I’ve thought about this “angled sensor” concept a lot. Distinguishing between rotation away from the wall due to non-straight driving, versus straight driving not at 90 to the wall is not possible, but it may not matter, the correction for either is a slight turn toward the wall.
And at 45 degrees angle, it should detect the end of the wall by a corner or an opening, but it may miss a chair leg, so I’m thinking the bot needs to scan for a no-obstacle distance along wall before initiating the wall following with 45 degree thing.
You are correct it is not a simple behavior, but really, your Remote Camera Robot project is “order - moon shot” while the wall sentry is “order - two burgers at McDonalds” (unless the bot is in Russia I guess.)
I’d rather order the burgers from Burger King - I think they taste better. And, AFAIK, they’re still open. KFC is still open as far as I know too.
Likewise, in the couple of shopping malls I checked this last weekend, the McDonald’s was open there - maybe the mall owners told them that if McDonald’s pulled out, they’d sell the space to someone else - or re-negotiate a “penalty” rent when they decide to come back. Of course, that was then, this is now, and who knows what’s going on tomorrow.
Sigh. . . I guess that’s a matter of opinion. Yes, my project has been “chewy”, but then again all this ROS stuff has my head spinning - and as far as I am concerned, if my project is a moon-shot, you’re trying to colonize Mars!
I had the advantage that most of the really hard stuff - the servers and the streaming camera - came pre-programmed. I just added fluff.
Good luck! My hat’s off to you!
It’s not possible to detect and, (as you said), it doesn’t really matter. Also that solves the “curved wall problem” - you simply adjust toward or away as necessary.

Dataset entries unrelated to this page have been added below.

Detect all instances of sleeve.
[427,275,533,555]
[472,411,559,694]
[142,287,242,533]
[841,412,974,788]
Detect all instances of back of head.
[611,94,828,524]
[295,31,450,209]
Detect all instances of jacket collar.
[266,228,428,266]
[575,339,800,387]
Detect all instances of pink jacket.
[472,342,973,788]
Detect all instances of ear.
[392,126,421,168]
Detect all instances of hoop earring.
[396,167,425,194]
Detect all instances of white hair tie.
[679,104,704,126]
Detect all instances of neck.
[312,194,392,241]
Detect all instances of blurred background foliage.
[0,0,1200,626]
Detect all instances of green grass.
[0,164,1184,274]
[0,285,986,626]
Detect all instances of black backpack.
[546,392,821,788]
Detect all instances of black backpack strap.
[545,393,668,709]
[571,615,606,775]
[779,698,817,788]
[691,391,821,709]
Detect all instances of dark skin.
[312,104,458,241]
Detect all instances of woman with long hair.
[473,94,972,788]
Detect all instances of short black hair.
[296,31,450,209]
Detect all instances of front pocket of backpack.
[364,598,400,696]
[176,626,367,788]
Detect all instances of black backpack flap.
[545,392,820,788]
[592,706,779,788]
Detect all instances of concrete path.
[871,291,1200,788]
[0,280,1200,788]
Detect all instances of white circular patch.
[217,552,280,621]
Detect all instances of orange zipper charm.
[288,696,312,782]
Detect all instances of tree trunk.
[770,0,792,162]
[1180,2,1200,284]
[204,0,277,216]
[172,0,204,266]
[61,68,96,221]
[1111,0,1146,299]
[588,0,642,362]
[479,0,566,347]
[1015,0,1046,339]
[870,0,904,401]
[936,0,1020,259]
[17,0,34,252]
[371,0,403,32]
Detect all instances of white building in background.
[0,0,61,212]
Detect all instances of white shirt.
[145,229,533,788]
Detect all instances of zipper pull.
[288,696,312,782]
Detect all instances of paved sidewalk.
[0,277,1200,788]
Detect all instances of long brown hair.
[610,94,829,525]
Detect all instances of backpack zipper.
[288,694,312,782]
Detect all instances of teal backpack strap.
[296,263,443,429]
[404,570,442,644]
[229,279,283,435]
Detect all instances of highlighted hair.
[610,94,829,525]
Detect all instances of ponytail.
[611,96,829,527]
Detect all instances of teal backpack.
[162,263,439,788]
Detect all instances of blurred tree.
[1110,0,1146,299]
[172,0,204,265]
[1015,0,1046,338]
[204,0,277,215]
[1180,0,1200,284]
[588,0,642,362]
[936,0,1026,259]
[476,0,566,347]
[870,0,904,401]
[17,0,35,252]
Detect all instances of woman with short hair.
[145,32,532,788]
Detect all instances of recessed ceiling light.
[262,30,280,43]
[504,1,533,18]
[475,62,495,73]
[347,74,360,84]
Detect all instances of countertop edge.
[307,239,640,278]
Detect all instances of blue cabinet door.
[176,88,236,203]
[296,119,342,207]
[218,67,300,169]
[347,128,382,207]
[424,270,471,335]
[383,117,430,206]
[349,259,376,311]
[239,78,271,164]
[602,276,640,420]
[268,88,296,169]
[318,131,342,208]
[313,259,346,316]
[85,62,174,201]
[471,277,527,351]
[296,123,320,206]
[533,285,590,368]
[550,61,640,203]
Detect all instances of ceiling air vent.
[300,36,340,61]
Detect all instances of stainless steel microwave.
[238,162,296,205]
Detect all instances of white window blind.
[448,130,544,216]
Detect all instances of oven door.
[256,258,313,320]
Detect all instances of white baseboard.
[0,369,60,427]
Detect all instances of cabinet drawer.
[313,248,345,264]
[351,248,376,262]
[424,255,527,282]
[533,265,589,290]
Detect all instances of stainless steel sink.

Try not to over-engineer this and you’ll be happier.
So then, what’s happening with the fancy camera and the LIDAR? All that was ROS stuff, right? Or, do you have a version of di_sensors I haven’t seen yet?
The LIDAR is ROSbot Dave only. The Oak-D-Lite is LegacyDave only while I am learning how to program it and then learn to program the robot with what I learned how to program on the Oak thingy.
And since that all sounds like more than my brain can wrap around right now, both are being ignored while Dave learns about VScode, and the US sensor, and I think about things that sound easier like wall following.
Distance Readings: [259]
Average Reading: 259 mm
Minimum Reading: 259 mm
Maximum Reading: 259 mm
Std Dev Reading: 0 mm
Three SD as a percent of reading: 0.0 %
Distance Readings: [259, 259]
Average Reading: 259 mm
Minimum Reading: 259 mm
Maximum Reading: 259 mm
Std Dev Reading: 0 mm
Three SD as a percent of reading: 0.0 %
Distance Readings: [259, 259, 262]
Average Reading: 260 mm
Minimum Reading: 259 mm
Maximum Reading: 262 mm
Std Dev Reading: 1 mm
Three SD as a percent of reading: 1.6 %
Distance Readings: [259, 259, 262, 258]
Average Reading: 260 mm
Minimum Reading: 258 mm
Maximum Reading: 262 mm
Std Dev Reading: 2 mm
Three SD as a percent of reading: 1.7 %
Distance Readings: [259, 259, 262, 258, 257]
Average Reading: 259 mm
Minimum Reading: 257 mm
Maximum Reading: 262 mm
Std Dev Reading: 2 mm
Three SD as a percent of reading: 1.9 %
This is in a dim room looking at a piece of cardboard. So very consistent readings. The only downside is that I had the sensor at ~25 cm, so it’s reading about a cm long.